Nahostkrieg und Antisemitismus-Debatte

Cécile B. Evans, Hannah Black, Jesse Darling, Jumana Manna, Lawrence Abu Hamdan, Lydia Ourahmane, Rosalind Nashashibi, Yuri Pattison und zahlreiche andere internationale Kulturschaffende unterstützen den Boykott-Aufruf "Strike Germany" vom staatlichen Kulturveranstaltungen in Deutschland, "so lange, wie die deutsche Obrigkeit den 'völ­ker­mör­de­ri­schen Feldzug in Gaza' unterstütze, Waffen nach Israel liefere und hier im Land jedes Mitgefühl mit den Palästinensern als antisemitisch denunziere, jede Solidarität unterbinde und jede Demonstration mit Polizeigewalt auflöse", fasst Claudius Seidl in der "FAZ" zusammen. Die Ernsthaftigkeit des Anliegens wurde angezweifelt, "weil der Ton so krass, die Vorwürfe so überzogen waren, dass man auch vermuten konnte, es handle sich um eine seltsam verdrehte Parodie oder Satire", schreibt Seidl in einem weiteren "FAZ"-Artikel. Auch die französische Literaturnobelpreisträgerin Annie Ernaux unterstützt den Boykott. Der Suhrkamp Verlag bestätigte das am Dienstag und teilte mit, dass sich die 83-Jährige nicht weiter dazu äußern wolle. Das Staatsministerium für Kultur und Medien reagierte nach einem Bericht der "Rheinischen Post" zurückhaltend auf "Strike Germany". "Zu Boykottaufrufen in der Kultur hat die Kulturstaatsministerin mehrfach betont, dass sie davon nichts hält. Sie schätzt die Situation in der deutschen Kultur auch völlig anders ein", zitierte die Zeitung das Ministerium. "Was wären aber die Freiheit, die Kühnheit, die Neuheit der Künste wert, wenn sie ohne Senatsgeld nicht existieren könnten?", fragt Claudius Seidl. Und geht auf die "Antidiskriminierungsklausel" von Berlins Kultursenator Joe Chialo ein: "Die Zensur, welche 'Strike Germany' herbei zu imaginieren versucht, ist Joe Chialos Initiative nicht. Und wenn einer wie Hamja Ahsan trotzdem Deutschland boykottiert, kann er sich auch im Internet darüber informieren, wie viel Sympathie für die palästinensische Sache es hier gibt. Und dass niemand dafür im Gefängnis sitzt." Für "Die Zeit" berichtet Tobias Timm. 

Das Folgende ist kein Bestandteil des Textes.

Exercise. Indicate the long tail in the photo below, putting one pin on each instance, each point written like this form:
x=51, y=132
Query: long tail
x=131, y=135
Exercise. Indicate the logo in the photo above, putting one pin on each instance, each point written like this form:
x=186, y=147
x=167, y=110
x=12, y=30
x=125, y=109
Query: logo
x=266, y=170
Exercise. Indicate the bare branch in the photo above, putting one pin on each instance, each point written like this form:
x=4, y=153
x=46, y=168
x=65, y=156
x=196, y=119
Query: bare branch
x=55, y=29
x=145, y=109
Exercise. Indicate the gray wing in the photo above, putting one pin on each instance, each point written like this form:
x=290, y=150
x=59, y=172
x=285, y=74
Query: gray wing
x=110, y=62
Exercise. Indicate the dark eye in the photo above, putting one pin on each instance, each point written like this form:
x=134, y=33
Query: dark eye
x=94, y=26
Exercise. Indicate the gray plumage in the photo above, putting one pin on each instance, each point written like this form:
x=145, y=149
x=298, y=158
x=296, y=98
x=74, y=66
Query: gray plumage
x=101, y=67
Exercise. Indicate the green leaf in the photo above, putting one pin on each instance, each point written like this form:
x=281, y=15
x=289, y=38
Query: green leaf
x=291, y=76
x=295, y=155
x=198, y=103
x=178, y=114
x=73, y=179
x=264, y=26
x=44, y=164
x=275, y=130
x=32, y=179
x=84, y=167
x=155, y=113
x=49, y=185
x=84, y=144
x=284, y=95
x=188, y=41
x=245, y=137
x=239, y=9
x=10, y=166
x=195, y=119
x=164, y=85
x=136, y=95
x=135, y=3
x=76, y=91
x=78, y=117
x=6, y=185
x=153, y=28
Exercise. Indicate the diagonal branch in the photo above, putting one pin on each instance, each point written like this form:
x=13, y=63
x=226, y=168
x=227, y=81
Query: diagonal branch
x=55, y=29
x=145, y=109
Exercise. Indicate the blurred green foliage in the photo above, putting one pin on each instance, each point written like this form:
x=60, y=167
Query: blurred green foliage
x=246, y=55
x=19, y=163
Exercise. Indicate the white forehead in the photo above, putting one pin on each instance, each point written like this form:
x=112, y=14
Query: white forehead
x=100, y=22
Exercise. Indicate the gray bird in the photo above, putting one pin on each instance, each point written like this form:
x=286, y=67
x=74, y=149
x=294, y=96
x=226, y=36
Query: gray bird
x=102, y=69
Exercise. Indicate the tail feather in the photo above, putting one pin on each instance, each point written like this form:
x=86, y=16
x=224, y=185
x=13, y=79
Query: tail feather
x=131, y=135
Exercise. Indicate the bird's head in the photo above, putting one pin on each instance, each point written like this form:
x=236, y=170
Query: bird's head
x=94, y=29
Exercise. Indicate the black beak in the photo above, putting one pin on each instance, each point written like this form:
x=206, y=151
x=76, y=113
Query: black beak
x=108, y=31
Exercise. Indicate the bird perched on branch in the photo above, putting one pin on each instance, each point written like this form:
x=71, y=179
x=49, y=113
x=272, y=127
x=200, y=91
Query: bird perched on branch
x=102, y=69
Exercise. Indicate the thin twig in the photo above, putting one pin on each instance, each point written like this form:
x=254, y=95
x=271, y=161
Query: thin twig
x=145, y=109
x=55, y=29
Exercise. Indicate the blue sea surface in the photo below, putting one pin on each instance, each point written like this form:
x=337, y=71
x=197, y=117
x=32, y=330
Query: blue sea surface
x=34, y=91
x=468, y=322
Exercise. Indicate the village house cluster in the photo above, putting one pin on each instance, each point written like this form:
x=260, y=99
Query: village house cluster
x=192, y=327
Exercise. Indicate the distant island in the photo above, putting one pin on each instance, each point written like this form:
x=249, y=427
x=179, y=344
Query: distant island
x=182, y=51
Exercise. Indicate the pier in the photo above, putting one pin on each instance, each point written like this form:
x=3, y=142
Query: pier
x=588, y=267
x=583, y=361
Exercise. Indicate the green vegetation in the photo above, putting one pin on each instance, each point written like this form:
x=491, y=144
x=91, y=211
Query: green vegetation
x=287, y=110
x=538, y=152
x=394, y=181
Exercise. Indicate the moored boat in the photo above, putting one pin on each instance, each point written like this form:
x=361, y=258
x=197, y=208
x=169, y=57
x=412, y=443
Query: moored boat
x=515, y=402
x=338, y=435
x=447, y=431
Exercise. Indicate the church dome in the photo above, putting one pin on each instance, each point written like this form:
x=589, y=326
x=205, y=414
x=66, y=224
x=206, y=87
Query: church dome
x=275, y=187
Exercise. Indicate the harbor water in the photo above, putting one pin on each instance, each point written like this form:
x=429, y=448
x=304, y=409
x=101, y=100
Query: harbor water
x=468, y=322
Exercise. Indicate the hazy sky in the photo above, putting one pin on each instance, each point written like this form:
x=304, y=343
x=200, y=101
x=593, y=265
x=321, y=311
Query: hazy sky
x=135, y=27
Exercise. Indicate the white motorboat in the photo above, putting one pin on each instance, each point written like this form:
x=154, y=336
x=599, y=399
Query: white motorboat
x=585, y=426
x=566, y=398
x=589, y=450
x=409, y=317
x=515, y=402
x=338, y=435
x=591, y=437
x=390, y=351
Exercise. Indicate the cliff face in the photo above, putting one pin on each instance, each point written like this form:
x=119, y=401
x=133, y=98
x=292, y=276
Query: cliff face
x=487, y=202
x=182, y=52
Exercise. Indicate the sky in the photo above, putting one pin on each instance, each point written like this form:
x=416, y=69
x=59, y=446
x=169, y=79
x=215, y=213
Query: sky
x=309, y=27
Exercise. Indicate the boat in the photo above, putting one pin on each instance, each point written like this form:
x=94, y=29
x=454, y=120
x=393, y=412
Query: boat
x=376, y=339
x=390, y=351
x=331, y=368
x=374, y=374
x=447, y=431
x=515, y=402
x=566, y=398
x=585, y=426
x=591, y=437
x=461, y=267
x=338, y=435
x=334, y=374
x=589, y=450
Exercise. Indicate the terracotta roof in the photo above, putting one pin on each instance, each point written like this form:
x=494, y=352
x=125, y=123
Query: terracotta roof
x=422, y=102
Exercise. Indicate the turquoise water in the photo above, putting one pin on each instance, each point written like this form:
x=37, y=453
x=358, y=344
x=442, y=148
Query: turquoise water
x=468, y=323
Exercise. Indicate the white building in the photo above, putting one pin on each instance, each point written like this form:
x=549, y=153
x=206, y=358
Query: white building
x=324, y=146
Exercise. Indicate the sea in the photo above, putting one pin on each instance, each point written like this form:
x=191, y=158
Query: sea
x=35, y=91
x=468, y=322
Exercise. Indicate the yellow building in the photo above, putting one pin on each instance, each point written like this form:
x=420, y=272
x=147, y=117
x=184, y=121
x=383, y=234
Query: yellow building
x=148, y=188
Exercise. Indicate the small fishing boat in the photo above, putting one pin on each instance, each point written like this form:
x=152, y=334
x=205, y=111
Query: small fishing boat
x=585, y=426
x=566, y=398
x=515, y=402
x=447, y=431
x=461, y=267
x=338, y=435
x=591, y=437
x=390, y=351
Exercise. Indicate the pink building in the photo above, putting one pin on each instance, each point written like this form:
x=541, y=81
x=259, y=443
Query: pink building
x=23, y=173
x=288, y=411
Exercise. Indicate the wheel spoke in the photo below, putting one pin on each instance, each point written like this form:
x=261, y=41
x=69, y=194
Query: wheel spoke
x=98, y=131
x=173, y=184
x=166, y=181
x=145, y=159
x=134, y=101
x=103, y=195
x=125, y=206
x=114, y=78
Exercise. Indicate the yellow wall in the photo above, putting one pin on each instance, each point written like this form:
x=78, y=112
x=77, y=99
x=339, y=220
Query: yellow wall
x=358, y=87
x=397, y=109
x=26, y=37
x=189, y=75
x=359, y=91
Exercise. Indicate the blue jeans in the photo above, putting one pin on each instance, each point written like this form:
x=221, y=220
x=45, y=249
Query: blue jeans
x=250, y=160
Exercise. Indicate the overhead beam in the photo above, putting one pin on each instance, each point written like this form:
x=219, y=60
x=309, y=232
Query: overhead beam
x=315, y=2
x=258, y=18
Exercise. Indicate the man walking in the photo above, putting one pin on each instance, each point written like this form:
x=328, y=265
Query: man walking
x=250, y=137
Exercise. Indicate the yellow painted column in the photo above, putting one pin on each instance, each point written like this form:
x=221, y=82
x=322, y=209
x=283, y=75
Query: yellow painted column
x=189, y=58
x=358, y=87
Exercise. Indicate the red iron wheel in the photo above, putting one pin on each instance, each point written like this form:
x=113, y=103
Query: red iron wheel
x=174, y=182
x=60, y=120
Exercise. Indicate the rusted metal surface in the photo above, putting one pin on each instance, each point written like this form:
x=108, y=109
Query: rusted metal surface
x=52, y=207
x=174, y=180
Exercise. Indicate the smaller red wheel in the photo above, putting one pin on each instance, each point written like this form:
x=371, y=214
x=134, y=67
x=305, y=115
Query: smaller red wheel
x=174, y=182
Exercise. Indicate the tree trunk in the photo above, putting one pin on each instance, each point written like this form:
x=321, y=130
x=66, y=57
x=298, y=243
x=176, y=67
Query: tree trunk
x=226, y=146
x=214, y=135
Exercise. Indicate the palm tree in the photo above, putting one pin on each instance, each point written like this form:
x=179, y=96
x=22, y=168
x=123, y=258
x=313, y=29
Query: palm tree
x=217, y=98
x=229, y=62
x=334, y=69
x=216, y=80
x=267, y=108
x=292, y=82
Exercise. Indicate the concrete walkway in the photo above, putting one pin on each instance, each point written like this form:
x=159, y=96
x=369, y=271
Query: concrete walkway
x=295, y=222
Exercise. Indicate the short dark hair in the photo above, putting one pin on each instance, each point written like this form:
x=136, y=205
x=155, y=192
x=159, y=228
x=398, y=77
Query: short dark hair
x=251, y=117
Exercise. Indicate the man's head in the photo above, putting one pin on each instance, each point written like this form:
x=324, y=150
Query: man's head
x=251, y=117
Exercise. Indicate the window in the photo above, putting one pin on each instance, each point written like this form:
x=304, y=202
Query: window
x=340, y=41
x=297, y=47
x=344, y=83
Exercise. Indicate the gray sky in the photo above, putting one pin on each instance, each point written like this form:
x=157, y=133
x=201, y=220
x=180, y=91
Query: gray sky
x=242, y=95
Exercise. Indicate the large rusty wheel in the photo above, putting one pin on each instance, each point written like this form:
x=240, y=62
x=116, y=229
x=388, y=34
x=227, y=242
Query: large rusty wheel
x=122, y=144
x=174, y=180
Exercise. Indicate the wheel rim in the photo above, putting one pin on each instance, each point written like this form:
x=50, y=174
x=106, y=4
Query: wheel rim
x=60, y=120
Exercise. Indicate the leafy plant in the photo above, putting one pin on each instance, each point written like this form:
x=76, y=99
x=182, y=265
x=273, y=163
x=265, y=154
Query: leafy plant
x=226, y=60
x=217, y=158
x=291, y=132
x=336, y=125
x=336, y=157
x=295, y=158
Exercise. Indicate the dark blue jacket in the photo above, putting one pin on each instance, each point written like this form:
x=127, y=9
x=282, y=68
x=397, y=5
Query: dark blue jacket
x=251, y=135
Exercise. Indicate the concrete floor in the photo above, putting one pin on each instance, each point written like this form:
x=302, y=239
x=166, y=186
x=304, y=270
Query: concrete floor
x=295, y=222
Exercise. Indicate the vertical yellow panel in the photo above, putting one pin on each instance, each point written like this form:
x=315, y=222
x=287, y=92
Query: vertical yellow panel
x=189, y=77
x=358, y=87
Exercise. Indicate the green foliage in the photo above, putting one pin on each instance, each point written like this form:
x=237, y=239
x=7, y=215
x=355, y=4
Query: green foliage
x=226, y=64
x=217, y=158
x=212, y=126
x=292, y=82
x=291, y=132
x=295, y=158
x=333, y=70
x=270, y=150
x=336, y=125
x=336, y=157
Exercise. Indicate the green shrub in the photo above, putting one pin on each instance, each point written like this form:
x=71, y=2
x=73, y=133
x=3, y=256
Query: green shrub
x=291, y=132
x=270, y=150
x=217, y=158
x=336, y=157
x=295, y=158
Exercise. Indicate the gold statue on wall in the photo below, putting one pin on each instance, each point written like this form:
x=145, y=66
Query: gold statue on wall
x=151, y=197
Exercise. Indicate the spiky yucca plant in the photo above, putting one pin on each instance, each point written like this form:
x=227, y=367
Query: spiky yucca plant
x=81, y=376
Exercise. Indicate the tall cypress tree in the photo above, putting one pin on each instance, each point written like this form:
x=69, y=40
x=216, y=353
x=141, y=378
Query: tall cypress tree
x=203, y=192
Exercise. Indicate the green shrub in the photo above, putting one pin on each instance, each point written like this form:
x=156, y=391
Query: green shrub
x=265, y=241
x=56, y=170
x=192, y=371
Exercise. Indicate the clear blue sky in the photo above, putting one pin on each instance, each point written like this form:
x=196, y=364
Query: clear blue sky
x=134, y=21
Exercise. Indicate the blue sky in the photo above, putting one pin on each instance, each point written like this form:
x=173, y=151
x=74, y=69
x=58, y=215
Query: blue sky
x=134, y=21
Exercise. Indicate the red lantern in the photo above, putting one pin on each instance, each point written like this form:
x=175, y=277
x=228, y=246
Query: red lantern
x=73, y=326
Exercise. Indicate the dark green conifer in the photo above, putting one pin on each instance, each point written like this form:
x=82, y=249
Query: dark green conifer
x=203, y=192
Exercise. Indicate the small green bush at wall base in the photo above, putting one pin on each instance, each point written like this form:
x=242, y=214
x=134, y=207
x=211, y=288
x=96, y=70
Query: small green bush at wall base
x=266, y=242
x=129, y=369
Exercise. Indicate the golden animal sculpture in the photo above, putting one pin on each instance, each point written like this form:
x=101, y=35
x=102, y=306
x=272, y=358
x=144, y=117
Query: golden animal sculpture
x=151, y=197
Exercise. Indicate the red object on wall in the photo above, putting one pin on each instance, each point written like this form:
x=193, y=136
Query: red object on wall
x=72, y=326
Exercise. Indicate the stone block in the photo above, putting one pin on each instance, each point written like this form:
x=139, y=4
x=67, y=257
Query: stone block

Joe Chialo erklärt in der "Berliner Zeitung", warum er Fördergelder künftig nur mehr an Künstler vergeben wird, die das Existenzrecht Israels anerkennen – und verteidigt die umstrittene "Antidiskriminierungsklausel": "Es geht bei der Klausel nicht nur um Antisemitismus, es geht auch um Islamfeindlichkeit, um Rassismus, Queerfeindlichkeit, Ableismus. Es gibt auch in Berlin leider viele Ausgrenzungstendenzen. Das war für mich Anlass, etwas zu unternehmen." Dass die Umsetzung schwierig wird, weiß der Berliner Kultursenator: "Es sind wahnsinnig viele Fragen, die kommen werden, die werden wir erst mal durchgehen. Es geht nicht um Gesinnungsprüfung. Ich weiß, es gibt Ängste, die da lauten: Können wir dann überhaupt noch Israels Politik kritisieren, solche Streitgespräche gehören ja auch zu einer Demokratie. Und ich sage: Ja, natürlich! Aber die rote Linie ist überschritten, wenn das Existenzrecht Israels infrage gestellt wird."

Deutscher Pavillon

Rund drei Monate vor Beginn der Venedig-Biennale steht nun der Beitrag für den deutschen Pavillon fest: Die Künstlerin Yael Bartana und der Regisseur Ersan Mondtag sollen das Projekt unter dem Titel "Thresholds" gestalten. Für die "Welt" kommentieren Kunstkritikerin Swantje Karich und Theaterkritiker Jan Kueveler gemeinsam: "Yael Bartana aber wird vielleicht die erste Künstlerin sein, die keine Angst hat vor der Schuld, Propaganda, nicht vor historischen Traumata, politischen Symbolen. Und auch Mondtag scheut keine Auseinandersetzung, ist sich seiner Verantwortung aber bewusst. Was wir mit dem Ergebnis der Zusammenarbeit machen, wie die Öffentlichkeit darauf reagieren wird, ob es sie überzeugt, zu viel ist, verärgert, Tabus bricht, werden wir nach dem 20. April wissen, dann eröffnet die 60. Kunstbiennale von Venedig." Für Monopol kommentiert Elke Buhr.

Kunstmarkt

Ursula Scheer schreibt in der "FAZ" über den Rücktritt Stephen Brooks als Chef des Auktionshauses Phillips. "Einer Stellungnahme von Phillips gegenüber 'Artnews' zufolge steht der Rücktritt von Stephen Brooks jedoch nicht mit den Geschäftszahlen in Zusammenhang. Sein Rückzug, der schon im Dezember erfolgte, sei persönlich motiviert. Brooks' Rolle und damit die Verantwortung für das Management des Hauses wird nun vorläufig wieder Ed Dolman, der bereits vor Brooks die Rolle des CEO inehatte, übernommen." 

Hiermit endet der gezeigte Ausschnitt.